La petizione sosteneva inoltre che Celsius avrebbe potuto manipolare il valore della sua moneta CEL. L'atto potrebbe aver aumentato "artificialmente" il valore della partecipazione in CEL dell'azienda nel bilancio.
Il documento cita i blog e i tweet del CEO di Celsius, Alex Mashinsky, tra cui uno in cui ha insistito sul fatto che "tutti i fondi sono al sicuro", sebbene, secondo il documento, "il prestatore di criptovalute fosse insolvente e i fondi dei depositanti non fossero al sicuro"
Secondo quanto dichiarato nella documentazione, la società non ha mai generato entrate sufficienti a mantenere i rendimenti offerti agli investitori.
Inoltre, affermava:
Ciò dimostra un grave caso di cattiva gestione finanziaria e solleva anche la possibilità che, almeno occasionalmente, i rendimenti agli investitori esistenti siano stati probabilmente pagati utilizzando le attività dei nuovi investitori.

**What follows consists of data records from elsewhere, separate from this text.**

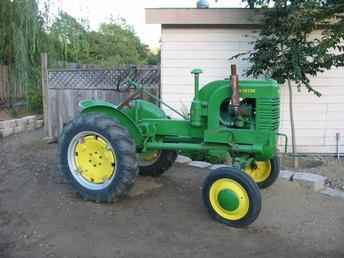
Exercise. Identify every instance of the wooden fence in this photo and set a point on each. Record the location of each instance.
(66, 87)
(10, 91)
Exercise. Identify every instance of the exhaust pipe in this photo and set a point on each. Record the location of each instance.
(235, 99)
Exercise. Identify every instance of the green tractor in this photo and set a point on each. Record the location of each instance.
(103, 150)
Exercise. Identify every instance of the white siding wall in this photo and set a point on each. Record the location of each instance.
(317, 119)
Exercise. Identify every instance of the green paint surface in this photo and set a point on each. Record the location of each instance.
(228, 200)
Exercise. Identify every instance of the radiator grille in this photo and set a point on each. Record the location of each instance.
(268, 113)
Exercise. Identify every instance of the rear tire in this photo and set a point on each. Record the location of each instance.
(106, 176)
(157, 167)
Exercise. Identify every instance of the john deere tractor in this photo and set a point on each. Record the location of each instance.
(103, 150)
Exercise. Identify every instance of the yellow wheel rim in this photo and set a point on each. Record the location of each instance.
(261, 172)
(95, 159)
(226, 184)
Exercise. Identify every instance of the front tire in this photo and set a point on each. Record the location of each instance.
(231, 197)
(97, 156)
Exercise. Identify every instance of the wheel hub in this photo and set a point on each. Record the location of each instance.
(228, 200)
(94, 159)
(259, 171)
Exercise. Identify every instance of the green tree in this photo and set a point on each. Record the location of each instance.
(68, 39)
(21, 40)
(286, 52)
(116, 43)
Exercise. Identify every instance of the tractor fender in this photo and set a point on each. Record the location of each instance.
(110, 110)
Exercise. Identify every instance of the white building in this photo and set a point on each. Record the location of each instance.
(206, 38)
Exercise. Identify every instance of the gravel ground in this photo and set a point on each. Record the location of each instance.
(164, 217)
(330, 167)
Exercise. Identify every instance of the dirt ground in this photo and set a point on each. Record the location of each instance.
(40, 216)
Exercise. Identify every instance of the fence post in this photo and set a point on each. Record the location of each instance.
(44, 71)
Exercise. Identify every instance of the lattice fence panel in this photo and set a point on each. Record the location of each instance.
(67, 87)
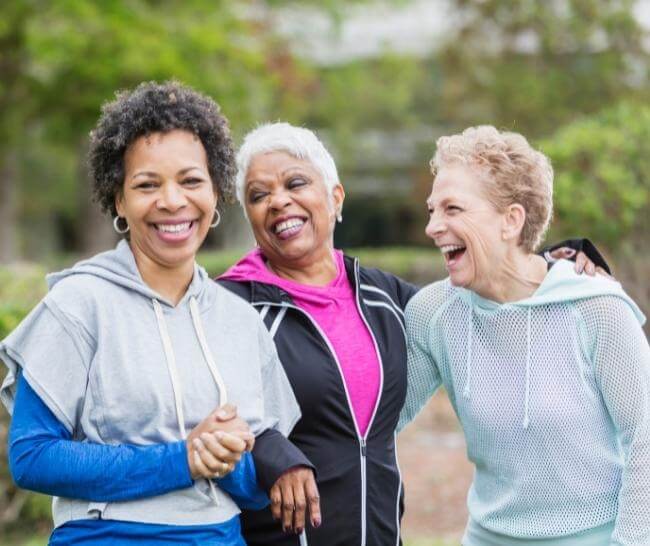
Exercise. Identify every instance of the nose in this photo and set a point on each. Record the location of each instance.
(279, 199)
(435, 227)
(172, 197)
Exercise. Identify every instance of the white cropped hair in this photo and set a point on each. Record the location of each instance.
(284, 137)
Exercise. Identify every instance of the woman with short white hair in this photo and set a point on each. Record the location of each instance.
(547, 371)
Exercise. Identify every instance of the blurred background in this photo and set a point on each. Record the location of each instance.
(379, 82)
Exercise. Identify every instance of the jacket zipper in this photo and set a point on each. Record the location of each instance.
(360, 438)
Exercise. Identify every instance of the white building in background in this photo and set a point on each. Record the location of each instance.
(364, 31)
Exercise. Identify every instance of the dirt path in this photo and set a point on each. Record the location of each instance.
(436, 473)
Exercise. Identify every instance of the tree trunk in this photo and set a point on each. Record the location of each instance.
(8, 208)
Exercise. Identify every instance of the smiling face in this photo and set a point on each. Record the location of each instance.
(472, 234)
(167, 199)
(290, 209)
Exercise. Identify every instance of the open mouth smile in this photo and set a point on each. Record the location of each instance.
(174, 231)
(452, 253)
(287, 228)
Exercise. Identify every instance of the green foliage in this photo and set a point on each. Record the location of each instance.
(602, 177)
(531, 66)
(20, 288)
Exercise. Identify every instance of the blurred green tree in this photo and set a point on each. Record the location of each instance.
(602, 178)
(61, 60)
(532, 66)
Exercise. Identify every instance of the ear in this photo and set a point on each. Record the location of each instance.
(513, 221)
(119, 203)
(338, 196)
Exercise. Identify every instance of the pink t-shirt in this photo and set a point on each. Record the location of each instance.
(334, 309)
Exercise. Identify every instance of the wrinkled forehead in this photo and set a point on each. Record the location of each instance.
(458, 181)
(274, 166)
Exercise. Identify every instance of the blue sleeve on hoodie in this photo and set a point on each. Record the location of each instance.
(43, 457)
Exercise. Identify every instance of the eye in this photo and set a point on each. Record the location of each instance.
(256, 196)
(146, 185)
(296, 183)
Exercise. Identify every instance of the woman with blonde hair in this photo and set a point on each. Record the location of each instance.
(547, 371)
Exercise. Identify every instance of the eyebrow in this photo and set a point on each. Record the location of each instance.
(145, 173)
(298, 169)
(156, 175)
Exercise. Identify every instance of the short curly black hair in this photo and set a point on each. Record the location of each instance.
(151, 108)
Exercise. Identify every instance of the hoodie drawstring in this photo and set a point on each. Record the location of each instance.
(468, 360)
(207, 354)
(173, 369)
(527, 392)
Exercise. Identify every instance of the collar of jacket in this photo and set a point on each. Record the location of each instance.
(274, 294)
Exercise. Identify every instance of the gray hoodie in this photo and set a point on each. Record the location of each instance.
(119, 364)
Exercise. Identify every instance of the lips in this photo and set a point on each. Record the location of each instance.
(173, 228)
(287, 227)
(452, 253)
(175, 231)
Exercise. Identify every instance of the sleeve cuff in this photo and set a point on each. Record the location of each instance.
(274, 455)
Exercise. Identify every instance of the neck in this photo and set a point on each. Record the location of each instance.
(516, 277)
(313, 272)
(170, 282)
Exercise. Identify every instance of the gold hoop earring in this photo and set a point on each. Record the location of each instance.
(116, 227)
(215, 223)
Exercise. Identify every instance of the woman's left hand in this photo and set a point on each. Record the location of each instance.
(292, 495)
(583, 263)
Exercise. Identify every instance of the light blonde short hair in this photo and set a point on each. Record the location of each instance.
(516, 173)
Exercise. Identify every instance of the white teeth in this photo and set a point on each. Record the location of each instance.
(450, 248)
(283, 226)
(173, 228)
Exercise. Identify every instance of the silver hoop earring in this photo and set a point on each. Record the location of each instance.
(116, 227)
(216, 222)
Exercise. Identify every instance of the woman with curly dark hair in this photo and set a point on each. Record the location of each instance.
(115, 385)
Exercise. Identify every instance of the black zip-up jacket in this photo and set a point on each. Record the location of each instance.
(358, 477)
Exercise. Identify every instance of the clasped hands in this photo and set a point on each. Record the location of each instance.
(217, 443)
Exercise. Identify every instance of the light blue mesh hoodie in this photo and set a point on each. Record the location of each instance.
(118, 364)
(553, 395)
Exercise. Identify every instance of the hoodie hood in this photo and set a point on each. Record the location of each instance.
(118, 266)
(561, 285)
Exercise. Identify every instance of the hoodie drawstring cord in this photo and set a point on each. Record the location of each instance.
(527, 394)
(468, 360)
(171, 366)
(207, 354)
(173, 370)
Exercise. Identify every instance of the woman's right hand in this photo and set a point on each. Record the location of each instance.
(216, 444)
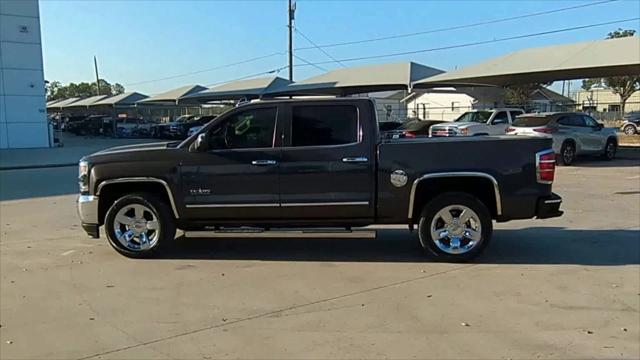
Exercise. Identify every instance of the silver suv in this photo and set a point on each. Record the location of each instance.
(573, 134)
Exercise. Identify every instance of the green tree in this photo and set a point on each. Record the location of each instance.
(623, 86)
(117, 89)
(55, 90)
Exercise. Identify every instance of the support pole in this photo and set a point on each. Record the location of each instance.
(292, 10)
(95, 65)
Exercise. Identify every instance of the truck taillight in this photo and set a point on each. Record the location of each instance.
(409, 134)
(545, 166)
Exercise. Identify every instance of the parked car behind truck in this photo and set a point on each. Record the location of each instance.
(314, 164)
(631, 124)
(573, 134)
(478, 122)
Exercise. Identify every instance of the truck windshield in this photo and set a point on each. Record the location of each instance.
(530, 121)
(475, 116)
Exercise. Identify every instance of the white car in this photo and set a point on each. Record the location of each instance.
(478, 122)
(194, 130)
(573, 134)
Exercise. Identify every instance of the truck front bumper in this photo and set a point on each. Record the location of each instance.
(549, 206)
(88, 213)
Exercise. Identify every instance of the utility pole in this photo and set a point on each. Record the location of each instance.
(95, 65)
(292, 11)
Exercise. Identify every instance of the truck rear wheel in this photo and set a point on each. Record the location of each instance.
(455, 227)
(139, 225)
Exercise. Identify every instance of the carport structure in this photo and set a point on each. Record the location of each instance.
(601, 58)
(166, 106)
(237, 90)
(172, 96)
(59, 105)
(360, 80)
(118, 103)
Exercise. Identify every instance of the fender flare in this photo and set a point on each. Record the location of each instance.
(496, 187)
(142, 180)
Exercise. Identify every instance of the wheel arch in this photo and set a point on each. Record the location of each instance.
(110, 190)
(481, 185)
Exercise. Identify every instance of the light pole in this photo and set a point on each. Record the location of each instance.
(292, 10)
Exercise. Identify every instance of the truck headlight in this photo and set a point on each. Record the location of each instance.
(83, 176)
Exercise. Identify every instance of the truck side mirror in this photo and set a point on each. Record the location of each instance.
(200, 144)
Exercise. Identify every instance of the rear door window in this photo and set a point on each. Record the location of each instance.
(589, 121)
(501, 118)
(530, 121)
(324, 125)
(571, 120)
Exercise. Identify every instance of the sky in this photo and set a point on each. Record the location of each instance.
(147, 45)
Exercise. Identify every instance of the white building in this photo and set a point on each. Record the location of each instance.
(23, 121)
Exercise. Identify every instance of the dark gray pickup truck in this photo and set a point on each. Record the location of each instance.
(314, 164)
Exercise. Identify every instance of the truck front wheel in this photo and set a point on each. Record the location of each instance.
(139, 225)
(455, 226)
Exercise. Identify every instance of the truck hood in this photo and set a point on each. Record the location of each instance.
(131, 153)
(135, 147)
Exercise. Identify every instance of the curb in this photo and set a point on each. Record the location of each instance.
(45, 166)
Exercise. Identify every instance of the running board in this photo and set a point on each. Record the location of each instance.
(282, 233)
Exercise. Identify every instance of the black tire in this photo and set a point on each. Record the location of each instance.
(610, 150)
(567, 153)
(442, 202)
(630, 130)
(161, 211)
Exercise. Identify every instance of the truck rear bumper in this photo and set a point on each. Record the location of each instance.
(549, 207)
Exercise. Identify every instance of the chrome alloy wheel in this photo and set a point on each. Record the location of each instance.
(136, 227)
(456, 229)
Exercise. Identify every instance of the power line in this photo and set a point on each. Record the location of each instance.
(317, 47)
(206, 70)
(466, 26)
(366, 41)
(274, 71)
(314, 65)
(476, 43)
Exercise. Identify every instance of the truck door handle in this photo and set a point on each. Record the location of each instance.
(263, 162)
(355, 159)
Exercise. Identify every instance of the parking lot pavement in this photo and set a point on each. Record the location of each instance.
(562, 288)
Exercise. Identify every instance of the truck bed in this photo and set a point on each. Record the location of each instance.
(510, 160)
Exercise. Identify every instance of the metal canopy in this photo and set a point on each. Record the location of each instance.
(600, 58)
(52, 102)
(172, 97)
(62, 103)
(361, 79)
(126, 99)
(85, 102)
(237, 90)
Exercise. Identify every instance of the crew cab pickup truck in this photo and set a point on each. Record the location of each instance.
(314, 164)
(478, 122)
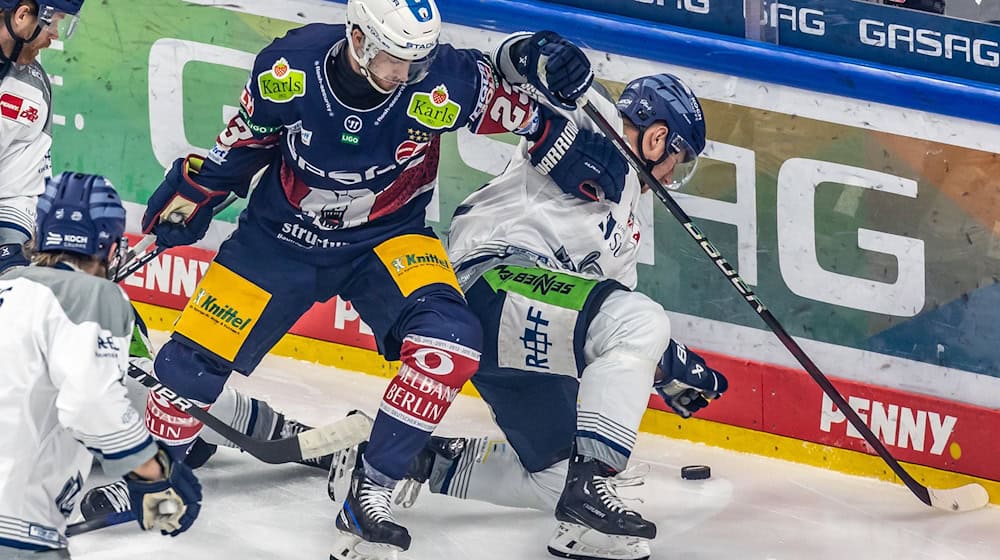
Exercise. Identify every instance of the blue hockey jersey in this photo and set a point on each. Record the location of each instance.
(339, 175)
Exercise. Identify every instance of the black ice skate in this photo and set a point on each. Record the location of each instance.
(290, 428)
(103, 506)
(593, 521)
(368, 530)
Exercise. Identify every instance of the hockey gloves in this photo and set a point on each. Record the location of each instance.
(554, 66)
(582, 162)
(687, 384)
(170, 505)
(180, 210)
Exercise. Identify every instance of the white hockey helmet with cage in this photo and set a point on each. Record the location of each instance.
(401, 38)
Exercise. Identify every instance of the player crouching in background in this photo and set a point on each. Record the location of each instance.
(64, 336)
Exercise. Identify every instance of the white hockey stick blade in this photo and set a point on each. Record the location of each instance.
(964, 498)
(325, 440)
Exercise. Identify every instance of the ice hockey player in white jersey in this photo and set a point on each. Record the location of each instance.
(26, 114)
(571, 353)
(64, 336)
(254, 417)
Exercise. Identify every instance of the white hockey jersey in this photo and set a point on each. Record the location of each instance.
(64, 340)
(25, 140)
(522, 212)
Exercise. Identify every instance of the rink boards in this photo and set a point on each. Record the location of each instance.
(872, 230)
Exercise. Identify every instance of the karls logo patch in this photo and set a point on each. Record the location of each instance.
(246, 100)
(434, 110)
(18, 109)
(281, 83)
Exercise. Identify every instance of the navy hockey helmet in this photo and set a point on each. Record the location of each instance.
(63, 15)
(665, 98)
(80, 213)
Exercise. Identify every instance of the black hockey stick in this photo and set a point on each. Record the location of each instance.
(138, 256)
(309, 444)
(965, 498)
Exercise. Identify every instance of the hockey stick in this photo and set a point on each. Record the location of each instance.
(309, 444)
(138, 256)
(965, 498)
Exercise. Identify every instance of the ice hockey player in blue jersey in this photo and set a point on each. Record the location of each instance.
(64, 333)
(347, 121)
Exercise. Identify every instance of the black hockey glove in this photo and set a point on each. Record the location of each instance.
(170, 505)
(688, 384)
(180, 210)
(554, 66)
(583, 163)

In una mozione correlata, il Texas State Securities Board (SSB) ha affermato che Celsius aveva risposto in modo insufficiente e lento alle richieste di informazioni e documentazione e che le sue affermazioni sulla situazione finanziaria dei debitori nel caso di bancarotta erano state "contraddittorie nella migliore delle ipotesi"
Il reclamo del Texas ha supportato le accuse del Vermont e ha elencato altri casi in cui, a suo avviso, il prestatore di criptovalute ha ingannato il pubblico. Ha anche citato un post sul blog del 7 giugno in cui Celsius ricordava agli utenti che, nonostante mancassero solo cinque giorni alla cessazione dei prelievi, non aveva problemi a soddisfare le loro richieste.
La causa del Vermont sostiene inoltre che Mashinsky ha apertamente ingannato gli investitori nei suoi impegni normativi, sostenendo di aver dissipato le preoccupazioni degli enti regolatori dei titoli statali a dicembre.
Le affermazioni del Vermont secondo cui Celsius avrebbe manipolato il prezzo del suo token nativo erano fondate. Oltre 40 milioni di token CEL sono stati aggiunti alle partecipazioni di Celsius tra il 2 maggio e il 1° luglio, quando l'azienda ha smesso di consentire i prelievi, con oltre la metà di questa crescita avvenuta dopo la chiusura del sito. Secondo l'autorità, il prestatore di criptovalute Celsius ha partecipato a questa azione nel corso del 2021. Senza la posizione di CEL, le passività avrebbero superato le attività "almeno" da febbraio 2019.